«Почему же ты не остановил ее? Что было бы, найди она меня здесь?» — спросила я его одними глазами.
— Видишь ли… Я был уверен в тебе. Я знал, что ты уже не способна вернуться во внешний мир. И потому совсем не важно, кто стучится к тебе снаружи. Хочешь ты или нет — эта комната тебя уже поглотила.
«Поглотила»? Это слово то и дело порхало между нами и прежде. Взяв у него одежду, я начала переодеваться. На этот раз наряд оказался несложным, и переоделась я быстро. Чуть добавила объема на бедрах, а дальше материал уже сам лег по фигуре как надо.
— Она что-нибудь говорила тебе из-за двери? — спросил он. Я покачала головой. — Очень жаль. Я хотел, чтобы ты услышала ее голос. Очень… чарующий. Не «милый» или «приятный», тут нечто совсем другое. Оставляет очень сильное впечатление. Такой голос рождается из глубокого резонанса носовых пазух в сочетании с увлажненностью языка, а дополняется еще и пунктирным тремоло губ, достаточно милым, чтобы расплавить барабанные перепонки.
Он оглянулся на горы пишущих машинок за спиной. Сквозняк из щели за циферблатом легонько раскачивал одинокую лампу под потолком.
— Ее успехи на печатном поприще, скажем так, совсем скромные. А может, и еще хуже… Все время путает W и O, не говоря уже о B и V… И постоянно сутулится. А пальцы держит раскорякой, сколько ни выправляй. До сих пор не запомнила, как менять печатную ленту. Но иногда, когда открывает рот… вокруг нее сразу же образуется некое сияние. И в целом, я бы сказал, ее голос похож на отдельное живое существо.

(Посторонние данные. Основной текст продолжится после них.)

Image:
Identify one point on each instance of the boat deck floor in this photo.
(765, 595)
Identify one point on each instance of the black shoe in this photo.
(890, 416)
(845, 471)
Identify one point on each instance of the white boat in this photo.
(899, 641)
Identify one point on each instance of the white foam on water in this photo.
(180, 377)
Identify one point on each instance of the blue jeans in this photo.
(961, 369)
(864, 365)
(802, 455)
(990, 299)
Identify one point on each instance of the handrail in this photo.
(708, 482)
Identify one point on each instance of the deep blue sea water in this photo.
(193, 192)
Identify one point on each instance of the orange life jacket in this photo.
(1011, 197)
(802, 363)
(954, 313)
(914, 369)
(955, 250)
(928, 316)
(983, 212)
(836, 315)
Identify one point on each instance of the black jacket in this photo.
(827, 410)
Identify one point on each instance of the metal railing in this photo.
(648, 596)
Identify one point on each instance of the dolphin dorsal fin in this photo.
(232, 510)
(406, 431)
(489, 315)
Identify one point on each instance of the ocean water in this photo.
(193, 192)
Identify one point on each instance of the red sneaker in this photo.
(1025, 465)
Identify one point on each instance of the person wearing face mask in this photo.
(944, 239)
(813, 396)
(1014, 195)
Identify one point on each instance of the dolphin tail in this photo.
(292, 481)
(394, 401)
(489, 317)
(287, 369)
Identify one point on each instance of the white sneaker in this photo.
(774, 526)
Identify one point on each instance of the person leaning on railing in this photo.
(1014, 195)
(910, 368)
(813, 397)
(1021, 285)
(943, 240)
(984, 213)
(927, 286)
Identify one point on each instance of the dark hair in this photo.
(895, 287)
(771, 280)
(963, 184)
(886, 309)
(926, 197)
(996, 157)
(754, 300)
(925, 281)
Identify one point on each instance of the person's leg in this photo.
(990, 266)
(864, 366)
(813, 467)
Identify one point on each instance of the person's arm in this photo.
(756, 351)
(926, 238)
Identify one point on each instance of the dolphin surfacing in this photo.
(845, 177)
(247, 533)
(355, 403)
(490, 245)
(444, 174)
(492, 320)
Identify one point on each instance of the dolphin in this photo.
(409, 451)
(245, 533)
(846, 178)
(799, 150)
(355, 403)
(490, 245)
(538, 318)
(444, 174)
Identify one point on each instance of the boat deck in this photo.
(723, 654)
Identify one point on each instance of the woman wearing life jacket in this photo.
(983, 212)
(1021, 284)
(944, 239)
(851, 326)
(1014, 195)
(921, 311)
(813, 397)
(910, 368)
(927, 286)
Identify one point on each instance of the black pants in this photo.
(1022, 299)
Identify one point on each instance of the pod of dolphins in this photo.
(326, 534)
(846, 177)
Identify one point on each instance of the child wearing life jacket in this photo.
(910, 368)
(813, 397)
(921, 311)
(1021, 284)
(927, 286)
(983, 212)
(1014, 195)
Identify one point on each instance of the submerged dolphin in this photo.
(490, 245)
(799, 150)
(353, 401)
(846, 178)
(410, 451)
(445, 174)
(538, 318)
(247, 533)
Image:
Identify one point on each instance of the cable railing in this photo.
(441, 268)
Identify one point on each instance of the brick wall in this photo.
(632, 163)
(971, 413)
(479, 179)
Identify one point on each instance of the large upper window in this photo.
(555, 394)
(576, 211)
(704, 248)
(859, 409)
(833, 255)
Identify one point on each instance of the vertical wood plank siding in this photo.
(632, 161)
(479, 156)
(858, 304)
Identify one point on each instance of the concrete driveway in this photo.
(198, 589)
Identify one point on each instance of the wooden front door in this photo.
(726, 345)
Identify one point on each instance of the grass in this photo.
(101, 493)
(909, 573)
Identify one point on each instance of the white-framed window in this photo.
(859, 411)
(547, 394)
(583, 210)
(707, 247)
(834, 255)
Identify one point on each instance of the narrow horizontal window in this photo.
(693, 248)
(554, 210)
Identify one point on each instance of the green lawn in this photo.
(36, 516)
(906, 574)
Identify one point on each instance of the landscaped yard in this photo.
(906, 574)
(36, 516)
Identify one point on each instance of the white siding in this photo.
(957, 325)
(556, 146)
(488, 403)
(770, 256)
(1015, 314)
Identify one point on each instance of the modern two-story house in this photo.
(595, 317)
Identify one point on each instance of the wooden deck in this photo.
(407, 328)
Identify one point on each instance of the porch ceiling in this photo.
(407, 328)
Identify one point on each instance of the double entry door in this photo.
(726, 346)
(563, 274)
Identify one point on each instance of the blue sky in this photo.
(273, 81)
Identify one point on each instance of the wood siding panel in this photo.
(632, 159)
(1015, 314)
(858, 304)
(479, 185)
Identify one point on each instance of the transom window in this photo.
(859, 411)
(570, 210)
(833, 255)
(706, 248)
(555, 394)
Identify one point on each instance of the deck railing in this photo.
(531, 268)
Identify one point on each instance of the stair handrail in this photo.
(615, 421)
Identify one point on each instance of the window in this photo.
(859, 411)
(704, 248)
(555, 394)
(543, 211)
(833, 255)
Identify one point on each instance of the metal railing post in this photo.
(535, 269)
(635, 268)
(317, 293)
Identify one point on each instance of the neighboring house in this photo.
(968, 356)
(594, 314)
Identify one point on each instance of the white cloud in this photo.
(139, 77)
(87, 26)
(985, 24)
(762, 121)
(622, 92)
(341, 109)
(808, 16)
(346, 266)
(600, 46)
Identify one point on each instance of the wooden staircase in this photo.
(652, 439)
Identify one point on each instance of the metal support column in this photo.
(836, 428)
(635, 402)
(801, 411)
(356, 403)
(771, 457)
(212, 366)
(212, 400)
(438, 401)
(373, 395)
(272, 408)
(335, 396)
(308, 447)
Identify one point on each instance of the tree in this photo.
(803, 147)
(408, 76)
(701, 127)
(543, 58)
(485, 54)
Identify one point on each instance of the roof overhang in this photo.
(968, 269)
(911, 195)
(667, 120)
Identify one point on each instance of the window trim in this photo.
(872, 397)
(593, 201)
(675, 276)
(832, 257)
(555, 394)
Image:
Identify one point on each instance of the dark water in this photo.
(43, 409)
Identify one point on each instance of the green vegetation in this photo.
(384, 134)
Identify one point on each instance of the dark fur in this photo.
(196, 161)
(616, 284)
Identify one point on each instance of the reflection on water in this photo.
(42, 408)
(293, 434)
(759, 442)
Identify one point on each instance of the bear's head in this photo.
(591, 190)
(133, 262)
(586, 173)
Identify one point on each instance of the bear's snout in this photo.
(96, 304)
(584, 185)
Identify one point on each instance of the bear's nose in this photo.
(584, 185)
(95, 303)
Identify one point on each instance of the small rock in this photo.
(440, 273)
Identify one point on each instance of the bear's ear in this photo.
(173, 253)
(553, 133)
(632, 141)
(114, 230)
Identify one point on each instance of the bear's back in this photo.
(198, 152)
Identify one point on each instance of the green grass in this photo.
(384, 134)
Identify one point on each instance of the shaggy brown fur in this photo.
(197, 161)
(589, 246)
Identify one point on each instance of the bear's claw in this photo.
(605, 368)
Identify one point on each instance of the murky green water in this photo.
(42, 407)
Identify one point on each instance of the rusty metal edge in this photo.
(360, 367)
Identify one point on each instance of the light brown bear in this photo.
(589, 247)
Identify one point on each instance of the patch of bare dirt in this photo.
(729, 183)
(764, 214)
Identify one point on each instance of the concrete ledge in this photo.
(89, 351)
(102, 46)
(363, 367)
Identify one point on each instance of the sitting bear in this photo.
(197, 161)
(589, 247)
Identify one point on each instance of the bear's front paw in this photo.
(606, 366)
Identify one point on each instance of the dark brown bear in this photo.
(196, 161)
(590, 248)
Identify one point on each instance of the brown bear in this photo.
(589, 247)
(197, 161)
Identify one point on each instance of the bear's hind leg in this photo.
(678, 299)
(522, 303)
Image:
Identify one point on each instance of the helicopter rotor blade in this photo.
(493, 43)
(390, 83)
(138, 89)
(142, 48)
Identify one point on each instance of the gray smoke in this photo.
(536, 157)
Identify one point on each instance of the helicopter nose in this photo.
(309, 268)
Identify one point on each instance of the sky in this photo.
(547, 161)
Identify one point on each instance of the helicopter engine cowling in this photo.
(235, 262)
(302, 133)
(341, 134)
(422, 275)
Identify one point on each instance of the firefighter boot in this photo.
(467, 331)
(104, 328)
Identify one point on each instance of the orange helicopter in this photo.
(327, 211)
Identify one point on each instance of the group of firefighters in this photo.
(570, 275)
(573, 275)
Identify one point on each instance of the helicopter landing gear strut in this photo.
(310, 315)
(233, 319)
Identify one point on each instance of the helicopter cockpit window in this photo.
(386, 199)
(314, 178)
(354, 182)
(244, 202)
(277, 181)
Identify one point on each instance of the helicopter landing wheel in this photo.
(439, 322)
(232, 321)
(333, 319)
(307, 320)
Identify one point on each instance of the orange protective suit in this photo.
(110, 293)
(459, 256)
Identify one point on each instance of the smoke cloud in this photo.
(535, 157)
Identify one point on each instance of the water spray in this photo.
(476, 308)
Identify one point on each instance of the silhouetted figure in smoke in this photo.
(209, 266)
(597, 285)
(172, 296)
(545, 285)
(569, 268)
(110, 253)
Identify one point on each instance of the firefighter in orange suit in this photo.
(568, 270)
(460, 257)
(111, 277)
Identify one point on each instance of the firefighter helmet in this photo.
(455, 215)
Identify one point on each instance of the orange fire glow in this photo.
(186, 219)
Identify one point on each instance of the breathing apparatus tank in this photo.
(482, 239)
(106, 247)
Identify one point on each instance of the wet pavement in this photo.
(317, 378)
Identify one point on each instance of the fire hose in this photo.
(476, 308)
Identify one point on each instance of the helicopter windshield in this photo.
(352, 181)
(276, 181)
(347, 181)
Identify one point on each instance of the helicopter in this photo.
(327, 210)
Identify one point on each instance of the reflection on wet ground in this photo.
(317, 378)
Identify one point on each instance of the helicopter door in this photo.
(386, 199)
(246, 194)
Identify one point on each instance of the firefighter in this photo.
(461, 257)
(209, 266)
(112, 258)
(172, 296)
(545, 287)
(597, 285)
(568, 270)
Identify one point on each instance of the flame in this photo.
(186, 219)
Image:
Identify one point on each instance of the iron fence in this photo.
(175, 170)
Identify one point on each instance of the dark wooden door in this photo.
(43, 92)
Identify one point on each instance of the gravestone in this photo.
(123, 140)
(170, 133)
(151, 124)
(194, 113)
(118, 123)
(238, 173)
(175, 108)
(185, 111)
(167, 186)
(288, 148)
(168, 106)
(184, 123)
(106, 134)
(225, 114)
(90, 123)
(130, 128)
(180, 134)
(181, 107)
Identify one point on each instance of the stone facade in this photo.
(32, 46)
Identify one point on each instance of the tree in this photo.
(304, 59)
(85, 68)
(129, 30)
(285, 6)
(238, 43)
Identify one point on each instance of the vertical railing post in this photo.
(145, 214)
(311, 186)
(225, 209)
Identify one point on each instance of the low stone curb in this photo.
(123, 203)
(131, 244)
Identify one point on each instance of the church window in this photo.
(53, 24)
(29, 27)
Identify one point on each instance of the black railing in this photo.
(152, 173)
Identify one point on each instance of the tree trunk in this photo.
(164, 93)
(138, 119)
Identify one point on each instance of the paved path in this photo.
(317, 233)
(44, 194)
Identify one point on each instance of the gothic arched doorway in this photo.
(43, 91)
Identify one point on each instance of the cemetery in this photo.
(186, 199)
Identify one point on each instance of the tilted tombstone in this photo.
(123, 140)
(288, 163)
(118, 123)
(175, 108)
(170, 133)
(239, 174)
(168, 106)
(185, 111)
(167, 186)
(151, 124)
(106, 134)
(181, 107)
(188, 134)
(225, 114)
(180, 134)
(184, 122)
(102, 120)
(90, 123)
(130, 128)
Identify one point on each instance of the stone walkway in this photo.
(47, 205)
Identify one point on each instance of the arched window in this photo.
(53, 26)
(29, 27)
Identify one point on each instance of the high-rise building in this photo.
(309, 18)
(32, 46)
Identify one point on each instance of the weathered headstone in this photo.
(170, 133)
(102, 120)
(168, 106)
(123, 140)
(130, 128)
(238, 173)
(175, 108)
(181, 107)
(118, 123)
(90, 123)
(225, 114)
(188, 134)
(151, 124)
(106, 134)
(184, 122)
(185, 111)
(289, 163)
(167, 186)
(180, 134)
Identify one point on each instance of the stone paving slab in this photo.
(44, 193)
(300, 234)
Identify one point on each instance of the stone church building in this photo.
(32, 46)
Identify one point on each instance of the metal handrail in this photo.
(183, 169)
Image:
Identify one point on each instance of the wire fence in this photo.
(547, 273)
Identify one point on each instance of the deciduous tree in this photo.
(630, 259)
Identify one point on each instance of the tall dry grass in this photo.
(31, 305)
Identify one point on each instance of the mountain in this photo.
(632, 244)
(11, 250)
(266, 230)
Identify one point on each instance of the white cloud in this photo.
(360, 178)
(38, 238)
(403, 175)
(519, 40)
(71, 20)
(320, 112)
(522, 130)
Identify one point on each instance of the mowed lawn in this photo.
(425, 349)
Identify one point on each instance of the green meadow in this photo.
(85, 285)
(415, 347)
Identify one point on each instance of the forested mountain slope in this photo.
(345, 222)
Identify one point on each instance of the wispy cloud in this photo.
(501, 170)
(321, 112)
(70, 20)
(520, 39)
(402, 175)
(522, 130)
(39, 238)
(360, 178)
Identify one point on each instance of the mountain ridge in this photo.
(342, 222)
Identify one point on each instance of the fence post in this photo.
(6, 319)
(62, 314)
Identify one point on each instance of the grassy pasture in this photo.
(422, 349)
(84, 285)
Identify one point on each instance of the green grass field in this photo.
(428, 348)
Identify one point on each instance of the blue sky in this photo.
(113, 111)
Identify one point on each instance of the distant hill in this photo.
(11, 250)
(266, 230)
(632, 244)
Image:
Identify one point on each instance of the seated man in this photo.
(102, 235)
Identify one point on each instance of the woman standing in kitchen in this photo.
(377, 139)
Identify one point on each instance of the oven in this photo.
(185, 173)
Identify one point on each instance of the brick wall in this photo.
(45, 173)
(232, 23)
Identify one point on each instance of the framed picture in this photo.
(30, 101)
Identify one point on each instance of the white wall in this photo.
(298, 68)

Закончив свою речь, он поднял меня на руки и отнес в кровать.
«Что ты собираешься делать с ней? И зачем рассказываешь все это мне?»
Я пыталась вырваться из его объятий, но безумные одеяния мешали мне. Он пригвоздил мои лодыжки одной рукой и прижал к постели.
— Ей нужно больше тренироваться, — проговорил он бесстрастно. — Развивать скорость, точность и многовариантность печатных задач. Тогда-то я постепенно и смогу запечатлеть ее голос. До тех самых пор, пока она не потеряет его и ее клавиши наконец не замрут спокойно.
С тех пор он навещает меня все реже, и я надолго остаюсь одна. Он уже почти не дарит мне безумных платьев, и даже еда его стала совсем невкусной. Раз в день, а то и реже он приносит мне какие-то вареные овощи с хлебом, оставляет у двери и сразу уходит. Не глядя на меня и не отпирая двери чаще, чем необходимо для моего кормления, он не оставляет после себя ничего, кроме эха от звякающих тарелок.
Мои глаза и уши истощаются день ото дня. А тело, отделенное от сердца, все чаще просто валяется на полу в тусклых тенях от гигантского часового механизма. Раньше, когда он заботился обо мне, мое тело хранило и ласку, и живость, и доброту, но теперь оно превратилось в бесформенный кусок глины. Неужели вот это — мои настоящие ноги? Настоящие руки? Настоящая грудь? Я уже ничего не знала наверняка. Пока его руки их не коснутся, они не вернутся к жизни.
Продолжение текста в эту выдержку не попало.